A former Chinese takeaway worker Jian Wen has been caught and convicted of a crime involving money laundering of 61,000 bitcoins worth about £2 billion ($2.53 billion).

The 42-year old lived in a simple flat above a restaurant in Leeds. She got involved in the crime of converting cryptocurrencies to physical properties like houses and pieces of jewelry. 

Wen’s Suspicious Lifestyle

According to the Crime Prosecution Service (CPS), Wen moved into a new apartment in 2017, paying £17,000 ($21,500) per month for a six-bedroom house. She claimed to work for a big international Jewelry Company. 

Wen bought an E-class Mercedes Benz worth £25,000 ($31,660). Further, she moved her son to the UK and enrolled him in Heathside Preparatory School where she pays £6,000 ($7,600) per term. 

Also in 2017, she tried to acquire some very expensive properties in London including a seven-bedroom mansion in Hampstead worth £23.5 million ($2.98 million). Also a home with a cinema and gym worth £12.5 million ($15.8 million) but she wasn’t as she did not pass money laundering checks. 

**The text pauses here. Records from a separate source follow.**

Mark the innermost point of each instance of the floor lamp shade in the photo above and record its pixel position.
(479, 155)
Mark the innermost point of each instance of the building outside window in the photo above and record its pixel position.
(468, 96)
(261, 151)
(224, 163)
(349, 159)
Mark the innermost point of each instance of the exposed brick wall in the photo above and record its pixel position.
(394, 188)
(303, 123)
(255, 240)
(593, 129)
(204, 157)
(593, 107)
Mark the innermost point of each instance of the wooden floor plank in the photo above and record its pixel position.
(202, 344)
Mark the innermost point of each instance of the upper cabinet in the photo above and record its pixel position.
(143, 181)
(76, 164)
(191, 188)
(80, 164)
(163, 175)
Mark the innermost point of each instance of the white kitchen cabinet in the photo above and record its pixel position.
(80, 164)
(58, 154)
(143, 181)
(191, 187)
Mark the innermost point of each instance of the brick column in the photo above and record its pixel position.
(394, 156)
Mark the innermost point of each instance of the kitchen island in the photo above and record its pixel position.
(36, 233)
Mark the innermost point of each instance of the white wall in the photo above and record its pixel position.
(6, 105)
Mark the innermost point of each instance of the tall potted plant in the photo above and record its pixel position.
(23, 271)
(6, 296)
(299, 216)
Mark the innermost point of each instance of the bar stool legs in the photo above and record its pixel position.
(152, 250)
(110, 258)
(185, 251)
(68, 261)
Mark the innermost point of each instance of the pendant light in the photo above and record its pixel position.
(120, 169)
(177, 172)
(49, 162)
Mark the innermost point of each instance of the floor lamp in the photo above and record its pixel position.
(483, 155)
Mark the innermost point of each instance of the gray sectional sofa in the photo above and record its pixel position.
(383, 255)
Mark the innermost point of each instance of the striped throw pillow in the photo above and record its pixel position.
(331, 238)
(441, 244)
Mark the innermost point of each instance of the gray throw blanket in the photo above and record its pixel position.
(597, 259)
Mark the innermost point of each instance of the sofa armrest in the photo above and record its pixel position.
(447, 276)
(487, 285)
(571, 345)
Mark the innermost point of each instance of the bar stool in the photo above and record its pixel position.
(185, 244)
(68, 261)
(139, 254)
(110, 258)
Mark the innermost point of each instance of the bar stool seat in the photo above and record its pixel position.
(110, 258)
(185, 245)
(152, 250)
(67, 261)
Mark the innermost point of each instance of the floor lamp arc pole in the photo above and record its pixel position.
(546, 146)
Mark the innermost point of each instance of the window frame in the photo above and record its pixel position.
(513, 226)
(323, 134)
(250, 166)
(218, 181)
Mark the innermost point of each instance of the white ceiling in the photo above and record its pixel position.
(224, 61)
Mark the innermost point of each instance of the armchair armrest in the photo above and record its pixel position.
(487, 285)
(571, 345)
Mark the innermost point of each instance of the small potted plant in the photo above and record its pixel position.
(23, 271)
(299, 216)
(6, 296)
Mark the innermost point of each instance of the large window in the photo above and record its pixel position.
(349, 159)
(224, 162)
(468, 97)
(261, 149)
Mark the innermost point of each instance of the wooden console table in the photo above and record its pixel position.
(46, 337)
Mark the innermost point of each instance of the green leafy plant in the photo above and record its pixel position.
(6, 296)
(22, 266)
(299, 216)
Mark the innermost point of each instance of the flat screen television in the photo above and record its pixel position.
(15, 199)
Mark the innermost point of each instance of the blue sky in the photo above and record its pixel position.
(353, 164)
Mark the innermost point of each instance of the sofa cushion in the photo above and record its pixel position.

Wen only recorded an income of £5,979 ($7,572) in 2016/2017 but could no longer defend the source of the bitcoins she would use in acquiring the properties. She claimed to have earned such an amount from bitcoin mining but was not believed.

Her prosecutors have stated that there is no clear evidence linked to the source of the bitcoins but claim that it’s connected to an investment fraud from China which she must have been involved in.  

Another suspect is believed to be involved in the crime but not yet caught.

Court Actions

On Wednesday, Wen was charged by Southwark Crown Court for being part of a money laundering arrangement about 150 bitcoins worth £7.5 million ($9.5 million). The Metropolitan Police has reported that the ongoing investigation of the case has linked Wen to a broader case of fraud involving more than 61,000 bitcoins.

Chief Crown Prosecutor Andrew Penhale said: “Bitcoin and other cryptocurrencies are increasingly being used by organized criminals to disguise and transfer assets, so that fraudsters may enjoy the benefits of their criminal conduct.” 

He said that the CPS will work alongside law enforcement agencies to ensure that the fraudsters lose complete access to the seized assets. Also, to make sure that justice is served to anyone caught involved in any form of money laundering through cryptocurrency.